A company can lower its foreign exchange (FX) risks through various hedging solutions.

Manage your FX rate risks

Foreign exchange rate fluctuations have a direct impact on the profitability of companies that engage on foreign trade.

An FX risk arises if the exchange rate of a future foreign exchange transaction is not known for certain. What makes the situation more difficult is that exchange rates fluctuate strongly and the movements are difficult to forecast. A lot can happen between the time your company concludes an agreement with a foreign partner and the time when the payment is made to your account. However, we offer many hedging products that allow you to mitigate your business’s FX risks.

Risk management should aim to make business more predictable, reducing fluctuations in cash flows and profits. FX risk management helps your company with budgeting and allows it to achieve its estimated margins.

Together we can tailor the most suitable solution for managing your company’s currency flows. You can start your search for the optimal alternative by reading the overview on various FX strategies and their effects.

You should also remember, that having no strategy may also be a conscious decision. But if you decide against hedging your FX risks, you are effectively taking a view on how exchange rates will move in the future. Therefore you are accepting the risk of your company’s result turning negative, possibly overnight.

Of course, exchange rates may also move favourably for your company, but the problem is that their overall direction will become clear once it is too late. We offer various hedging products that give you the best of both worlds. For example, you can use options to hedge against unfavourable exchange rate changes and benefit from favourable ones.

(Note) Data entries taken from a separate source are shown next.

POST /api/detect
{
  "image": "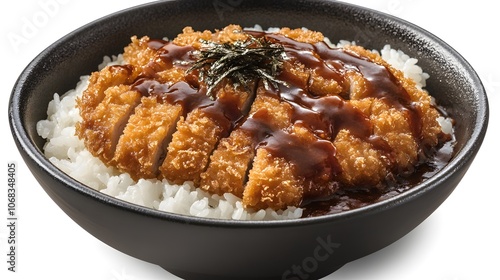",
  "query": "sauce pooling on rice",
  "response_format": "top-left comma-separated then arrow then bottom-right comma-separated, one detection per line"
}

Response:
77,25 -> 450,215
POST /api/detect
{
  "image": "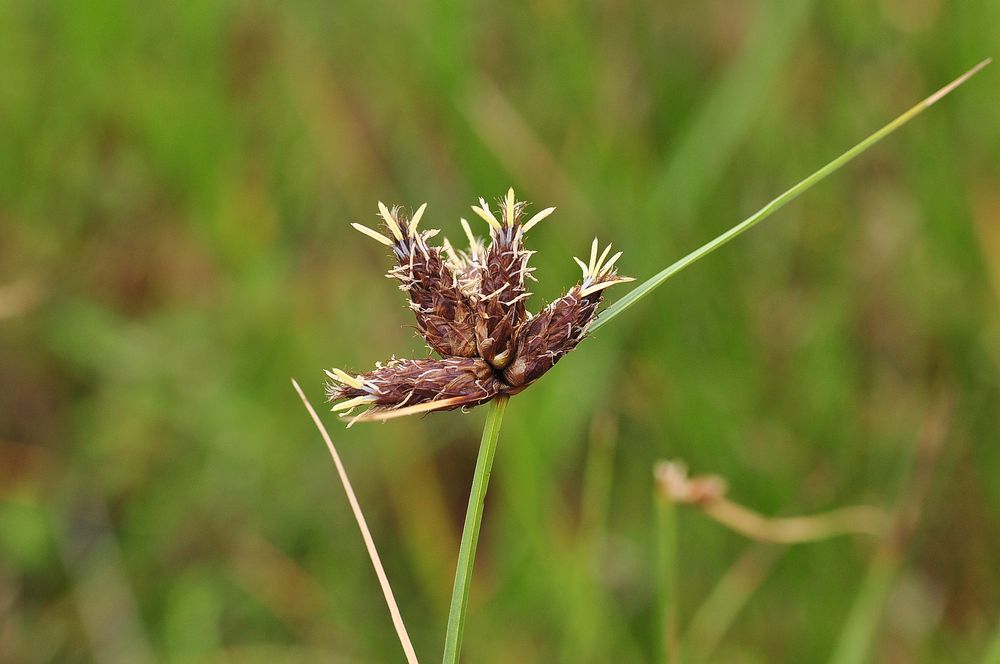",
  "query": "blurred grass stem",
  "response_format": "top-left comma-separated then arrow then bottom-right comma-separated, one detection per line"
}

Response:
655,491 -> 680,664
443,396 -> 509,664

Find the most suitable way to manage your currency flows

FX trading

Agree on exchanging currencies for a fixed rate. FX trades can be executed at today’s or tomorrow’s rate, or at the spot rate, which is two banking days later. 

FX forward

A binding agreement between a company and Nordea for buying or selling a certain amount of currency on a certain maturity date at an agreed exchange rate.  

This lowers the company’s FX risk and helps in budgeting, managing cash flows and setting prices. The company will know the precise future exchange rate, which means the expenses arising from purchased products (and the income from sold products) are also known in advance.

 

An FX forward can be extended or executed earlier with an FX swap.

Time-option forward

A binding agreement between a company and Nordea for buying or selling a certain amount of currency on a certain maturity date at an agreed exchange rate.

The difference to the ordinary FX forward is that the time-option forward can also be executed in parts and at any time before maturity, but not later than the maturity date.

A time-option forward lowers the company’s FX risk, as the future exchange rate is known. It makes hedging easy because the precise payment schedules do not have to be known in advance. 

Option hedges

An FX option gives the right (without the obligation) to buy or sell foreign currency at a future date at an agreed rate. The customer must pay a premium for an option hedge. 

Hedges can also be executed using zero-cost option strategies, in which case no separate premium needs to be paid.

Option hedges can vary considerably, as they are tailored to our customer’s needs every time. An option strategy can, for example, give you the opportunity to benefit from a positive change in an exchange rate, access to a more favourable exchange rate than the market rate, or simply a limited hedge against FX risks.